I will digress for a moment to remind you that throughout the conversation thus far Nina has been fairly uncomfortable. Despite having an extensive portfolio of skills, talking about herself is not necessarily one she exercises often—so we switched gears. Currently, Nina works in Cardiac Rehab Clinic as a Neuro-Rehab Therapist, working with Cardiac patients through exercise and education. “44% people of continue exercising after cardiac rehab. So basically we’re figuring out if the program is doing a good job.
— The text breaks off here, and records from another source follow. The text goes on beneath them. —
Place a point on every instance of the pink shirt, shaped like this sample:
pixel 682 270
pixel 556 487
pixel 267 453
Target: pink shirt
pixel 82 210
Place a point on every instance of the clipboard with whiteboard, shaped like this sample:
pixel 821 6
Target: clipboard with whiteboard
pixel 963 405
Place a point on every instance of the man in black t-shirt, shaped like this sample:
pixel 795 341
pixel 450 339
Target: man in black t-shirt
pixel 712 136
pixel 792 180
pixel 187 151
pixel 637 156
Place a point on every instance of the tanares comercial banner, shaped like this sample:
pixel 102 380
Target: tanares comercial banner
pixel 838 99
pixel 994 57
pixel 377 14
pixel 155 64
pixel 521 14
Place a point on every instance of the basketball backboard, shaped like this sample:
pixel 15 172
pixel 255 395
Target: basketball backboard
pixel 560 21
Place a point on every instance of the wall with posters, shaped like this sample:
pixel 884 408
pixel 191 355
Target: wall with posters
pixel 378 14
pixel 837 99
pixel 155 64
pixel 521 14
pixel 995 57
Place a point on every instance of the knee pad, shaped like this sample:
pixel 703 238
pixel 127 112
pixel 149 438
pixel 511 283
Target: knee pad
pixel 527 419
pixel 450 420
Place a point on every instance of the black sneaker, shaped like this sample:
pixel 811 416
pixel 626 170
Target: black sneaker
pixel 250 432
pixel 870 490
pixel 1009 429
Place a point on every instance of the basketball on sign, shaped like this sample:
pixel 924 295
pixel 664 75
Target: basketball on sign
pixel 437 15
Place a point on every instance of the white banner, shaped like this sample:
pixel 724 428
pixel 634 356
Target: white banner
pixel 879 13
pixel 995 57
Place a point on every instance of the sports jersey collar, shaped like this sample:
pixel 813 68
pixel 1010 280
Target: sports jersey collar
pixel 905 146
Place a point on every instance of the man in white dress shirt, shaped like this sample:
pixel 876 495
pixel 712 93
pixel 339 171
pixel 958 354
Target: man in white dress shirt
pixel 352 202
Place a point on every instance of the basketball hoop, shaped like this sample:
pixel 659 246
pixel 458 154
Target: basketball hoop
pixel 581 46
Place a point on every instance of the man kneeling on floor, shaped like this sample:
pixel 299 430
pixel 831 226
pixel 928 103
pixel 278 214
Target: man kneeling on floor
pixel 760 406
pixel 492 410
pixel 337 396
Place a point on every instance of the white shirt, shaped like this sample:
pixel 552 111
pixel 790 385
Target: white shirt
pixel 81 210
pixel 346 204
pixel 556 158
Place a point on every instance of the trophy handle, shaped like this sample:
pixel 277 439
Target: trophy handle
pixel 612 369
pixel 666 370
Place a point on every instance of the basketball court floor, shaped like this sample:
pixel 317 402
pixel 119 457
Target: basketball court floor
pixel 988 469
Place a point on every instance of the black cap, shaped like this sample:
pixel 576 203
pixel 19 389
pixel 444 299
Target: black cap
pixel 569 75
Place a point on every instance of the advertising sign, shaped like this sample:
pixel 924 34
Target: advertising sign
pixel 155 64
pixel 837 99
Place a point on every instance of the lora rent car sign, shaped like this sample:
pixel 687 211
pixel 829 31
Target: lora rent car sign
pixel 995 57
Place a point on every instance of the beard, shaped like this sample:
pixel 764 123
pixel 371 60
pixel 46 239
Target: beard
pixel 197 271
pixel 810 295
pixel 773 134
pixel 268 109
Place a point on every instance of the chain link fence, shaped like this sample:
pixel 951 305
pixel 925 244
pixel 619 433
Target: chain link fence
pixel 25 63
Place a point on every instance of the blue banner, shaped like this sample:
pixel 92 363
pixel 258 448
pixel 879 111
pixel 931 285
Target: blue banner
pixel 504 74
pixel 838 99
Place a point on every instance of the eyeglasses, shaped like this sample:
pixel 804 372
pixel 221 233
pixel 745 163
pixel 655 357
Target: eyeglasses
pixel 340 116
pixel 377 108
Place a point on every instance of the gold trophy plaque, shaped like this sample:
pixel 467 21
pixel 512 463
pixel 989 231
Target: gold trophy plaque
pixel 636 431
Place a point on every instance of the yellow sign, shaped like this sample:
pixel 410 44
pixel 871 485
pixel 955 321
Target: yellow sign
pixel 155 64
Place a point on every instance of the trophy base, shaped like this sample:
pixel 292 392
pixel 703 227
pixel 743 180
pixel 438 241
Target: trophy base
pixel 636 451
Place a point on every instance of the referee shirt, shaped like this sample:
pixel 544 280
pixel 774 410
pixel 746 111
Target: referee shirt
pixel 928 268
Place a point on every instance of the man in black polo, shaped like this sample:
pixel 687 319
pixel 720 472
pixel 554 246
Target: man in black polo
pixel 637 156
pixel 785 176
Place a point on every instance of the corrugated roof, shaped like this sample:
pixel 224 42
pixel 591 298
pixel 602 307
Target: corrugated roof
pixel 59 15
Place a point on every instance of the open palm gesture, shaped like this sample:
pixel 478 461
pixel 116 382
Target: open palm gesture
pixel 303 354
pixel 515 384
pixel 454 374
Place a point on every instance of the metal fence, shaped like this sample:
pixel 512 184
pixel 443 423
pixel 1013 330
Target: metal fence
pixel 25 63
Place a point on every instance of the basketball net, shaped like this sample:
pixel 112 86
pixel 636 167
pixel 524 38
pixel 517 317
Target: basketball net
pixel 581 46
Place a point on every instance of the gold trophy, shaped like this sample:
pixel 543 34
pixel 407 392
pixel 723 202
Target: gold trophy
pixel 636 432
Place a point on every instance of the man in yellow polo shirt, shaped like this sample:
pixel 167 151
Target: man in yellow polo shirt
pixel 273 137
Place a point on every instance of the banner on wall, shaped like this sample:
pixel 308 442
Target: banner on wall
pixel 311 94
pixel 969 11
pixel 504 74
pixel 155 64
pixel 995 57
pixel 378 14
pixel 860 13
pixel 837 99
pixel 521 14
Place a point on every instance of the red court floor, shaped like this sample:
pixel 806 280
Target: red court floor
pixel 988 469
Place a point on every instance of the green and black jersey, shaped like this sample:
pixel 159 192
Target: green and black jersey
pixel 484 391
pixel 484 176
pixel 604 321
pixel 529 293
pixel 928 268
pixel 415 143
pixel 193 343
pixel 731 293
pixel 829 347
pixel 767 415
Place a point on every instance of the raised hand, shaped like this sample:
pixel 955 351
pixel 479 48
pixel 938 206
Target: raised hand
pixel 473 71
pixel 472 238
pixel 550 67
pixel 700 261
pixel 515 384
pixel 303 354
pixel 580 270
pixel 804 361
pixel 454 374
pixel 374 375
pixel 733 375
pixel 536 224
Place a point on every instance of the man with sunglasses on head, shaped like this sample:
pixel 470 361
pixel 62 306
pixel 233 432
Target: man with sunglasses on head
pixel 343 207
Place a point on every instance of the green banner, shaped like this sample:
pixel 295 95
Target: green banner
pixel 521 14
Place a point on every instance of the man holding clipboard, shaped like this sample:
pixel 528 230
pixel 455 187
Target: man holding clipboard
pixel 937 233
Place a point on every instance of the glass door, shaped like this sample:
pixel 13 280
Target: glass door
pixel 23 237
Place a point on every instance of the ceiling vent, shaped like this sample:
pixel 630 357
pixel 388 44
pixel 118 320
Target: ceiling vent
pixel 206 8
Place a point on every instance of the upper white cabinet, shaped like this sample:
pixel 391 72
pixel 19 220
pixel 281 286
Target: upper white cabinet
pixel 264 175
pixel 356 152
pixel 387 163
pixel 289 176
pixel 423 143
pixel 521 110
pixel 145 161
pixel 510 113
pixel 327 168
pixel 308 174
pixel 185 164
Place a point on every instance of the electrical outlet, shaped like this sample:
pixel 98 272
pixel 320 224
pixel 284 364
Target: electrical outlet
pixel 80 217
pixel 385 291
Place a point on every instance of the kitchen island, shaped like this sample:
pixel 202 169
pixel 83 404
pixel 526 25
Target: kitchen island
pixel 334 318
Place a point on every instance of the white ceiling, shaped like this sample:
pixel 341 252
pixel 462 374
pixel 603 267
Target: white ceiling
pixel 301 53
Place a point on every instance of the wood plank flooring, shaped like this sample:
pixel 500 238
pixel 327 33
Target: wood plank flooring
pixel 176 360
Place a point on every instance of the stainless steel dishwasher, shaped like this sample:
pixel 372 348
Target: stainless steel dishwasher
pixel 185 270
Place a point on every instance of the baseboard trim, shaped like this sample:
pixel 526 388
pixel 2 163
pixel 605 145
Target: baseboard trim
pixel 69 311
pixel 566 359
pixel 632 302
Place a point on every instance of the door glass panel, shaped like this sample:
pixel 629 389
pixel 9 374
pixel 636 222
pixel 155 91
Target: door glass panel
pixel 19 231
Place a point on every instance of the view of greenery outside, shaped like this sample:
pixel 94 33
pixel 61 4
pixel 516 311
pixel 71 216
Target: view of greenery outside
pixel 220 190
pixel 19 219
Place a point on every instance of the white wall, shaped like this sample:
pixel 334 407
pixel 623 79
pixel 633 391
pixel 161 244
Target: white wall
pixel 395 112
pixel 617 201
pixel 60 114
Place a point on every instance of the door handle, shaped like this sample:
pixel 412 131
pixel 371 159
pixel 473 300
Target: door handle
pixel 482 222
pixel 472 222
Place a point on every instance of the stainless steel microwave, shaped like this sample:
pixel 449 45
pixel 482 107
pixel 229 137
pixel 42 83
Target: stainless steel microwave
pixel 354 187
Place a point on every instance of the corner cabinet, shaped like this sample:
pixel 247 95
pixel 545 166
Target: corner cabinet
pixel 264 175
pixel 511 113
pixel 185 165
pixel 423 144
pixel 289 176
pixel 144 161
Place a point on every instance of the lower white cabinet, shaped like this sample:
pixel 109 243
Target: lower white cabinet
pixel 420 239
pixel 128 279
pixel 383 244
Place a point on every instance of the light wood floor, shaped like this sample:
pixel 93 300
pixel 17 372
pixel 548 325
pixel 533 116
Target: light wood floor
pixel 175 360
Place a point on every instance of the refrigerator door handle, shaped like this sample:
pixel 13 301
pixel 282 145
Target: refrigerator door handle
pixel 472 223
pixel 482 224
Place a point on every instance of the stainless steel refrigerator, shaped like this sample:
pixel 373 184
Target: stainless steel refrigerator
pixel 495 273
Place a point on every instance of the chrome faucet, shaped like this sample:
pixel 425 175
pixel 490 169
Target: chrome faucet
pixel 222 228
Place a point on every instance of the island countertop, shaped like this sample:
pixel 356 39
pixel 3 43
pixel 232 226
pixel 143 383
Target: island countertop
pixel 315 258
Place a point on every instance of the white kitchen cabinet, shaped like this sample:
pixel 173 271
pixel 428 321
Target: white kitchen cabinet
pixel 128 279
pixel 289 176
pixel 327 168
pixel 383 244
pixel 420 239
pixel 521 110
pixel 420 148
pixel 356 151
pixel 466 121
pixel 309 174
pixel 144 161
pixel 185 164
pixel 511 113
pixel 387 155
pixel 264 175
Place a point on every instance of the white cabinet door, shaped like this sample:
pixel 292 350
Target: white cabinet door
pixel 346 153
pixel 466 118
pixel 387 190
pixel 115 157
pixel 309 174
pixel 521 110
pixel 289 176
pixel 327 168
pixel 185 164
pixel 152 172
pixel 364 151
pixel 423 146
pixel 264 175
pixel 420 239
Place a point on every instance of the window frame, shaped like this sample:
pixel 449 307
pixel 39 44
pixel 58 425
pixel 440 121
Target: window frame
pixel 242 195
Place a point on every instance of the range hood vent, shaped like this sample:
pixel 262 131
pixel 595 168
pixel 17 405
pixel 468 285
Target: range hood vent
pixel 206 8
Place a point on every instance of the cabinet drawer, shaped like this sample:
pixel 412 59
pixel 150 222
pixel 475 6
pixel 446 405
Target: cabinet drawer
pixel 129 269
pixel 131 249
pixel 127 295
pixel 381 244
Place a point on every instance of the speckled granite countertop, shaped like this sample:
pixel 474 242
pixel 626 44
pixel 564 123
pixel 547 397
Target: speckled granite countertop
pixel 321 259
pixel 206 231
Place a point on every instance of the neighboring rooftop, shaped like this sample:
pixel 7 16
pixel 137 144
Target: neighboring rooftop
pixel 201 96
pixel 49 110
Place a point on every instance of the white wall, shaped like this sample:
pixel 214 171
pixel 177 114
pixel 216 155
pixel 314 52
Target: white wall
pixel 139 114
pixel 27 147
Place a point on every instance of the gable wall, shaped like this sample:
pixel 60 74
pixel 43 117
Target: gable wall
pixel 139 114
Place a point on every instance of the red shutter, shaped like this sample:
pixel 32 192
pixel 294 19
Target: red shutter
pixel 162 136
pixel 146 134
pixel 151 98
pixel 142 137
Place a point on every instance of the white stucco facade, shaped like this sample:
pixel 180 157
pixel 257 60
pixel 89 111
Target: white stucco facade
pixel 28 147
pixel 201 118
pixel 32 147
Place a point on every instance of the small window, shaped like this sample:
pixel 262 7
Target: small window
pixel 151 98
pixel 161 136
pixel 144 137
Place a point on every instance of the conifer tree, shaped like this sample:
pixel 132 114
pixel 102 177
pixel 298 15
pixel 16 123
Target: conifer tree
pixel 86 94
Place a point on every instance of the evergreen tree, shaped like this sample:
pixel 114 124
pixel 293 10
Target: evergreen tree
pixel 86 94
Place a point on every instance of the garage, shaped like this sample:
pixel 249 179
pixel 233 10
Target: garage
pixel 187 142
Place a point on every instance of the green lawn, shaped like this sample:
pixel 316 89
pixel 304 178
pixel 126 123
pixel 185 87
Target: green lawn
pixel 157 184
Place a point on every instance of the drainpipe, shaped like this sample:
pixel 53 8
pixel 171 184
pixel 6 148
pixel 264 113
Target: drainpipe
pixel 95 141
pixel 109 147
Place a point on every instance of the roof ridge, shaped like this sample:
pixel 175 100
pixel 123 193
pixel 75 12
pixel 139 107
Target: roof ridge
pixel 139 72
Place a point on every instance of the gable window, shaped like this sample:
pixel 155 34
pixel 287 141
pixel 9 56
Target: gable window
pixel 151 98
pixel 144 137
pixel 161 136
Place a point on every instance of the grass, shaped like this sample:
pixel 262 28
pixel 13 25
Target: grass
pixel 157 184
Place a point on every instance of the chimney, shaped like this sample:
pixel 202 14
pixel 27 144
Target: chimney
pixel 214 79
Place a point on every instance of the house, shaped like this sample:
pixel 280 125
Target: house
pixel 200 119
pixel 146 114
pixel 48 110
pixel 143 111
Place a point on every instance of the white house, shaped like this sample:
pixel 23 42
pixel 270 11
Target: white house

If it’s teaching people skills & education so they can be independent & heart healthy.” Through this role Nina has been exposed to both the clinical and research side of the role, but given her preference for talking about others – she has an obvious predisposition for the former. “I like talking about and focusing on other people because in the clinic setting you’re always about the patient like ‘How are you, what’s up, tell me how I can help you.’ — I like that role. But when people start to ask me questions, I get really uncomfortable. So I’m a person where I like being in the role where I can ask them questions.” In this regard, Nina sees Triathlons and her clinical work as mutually beneficial, testing her limits in different but convergent ways. “I think I use the sport of Tri just to test my limits. Obviously, I feel like I’ve come a really long way from being really shy to being more outgoing and open to meeting people, and into a role of a leader or an executive and now a run coach and interested in working in the field.” Constantly growing and learning, just like the bio of her new-founded website will tell you, Nina Sieh is always in pursuit.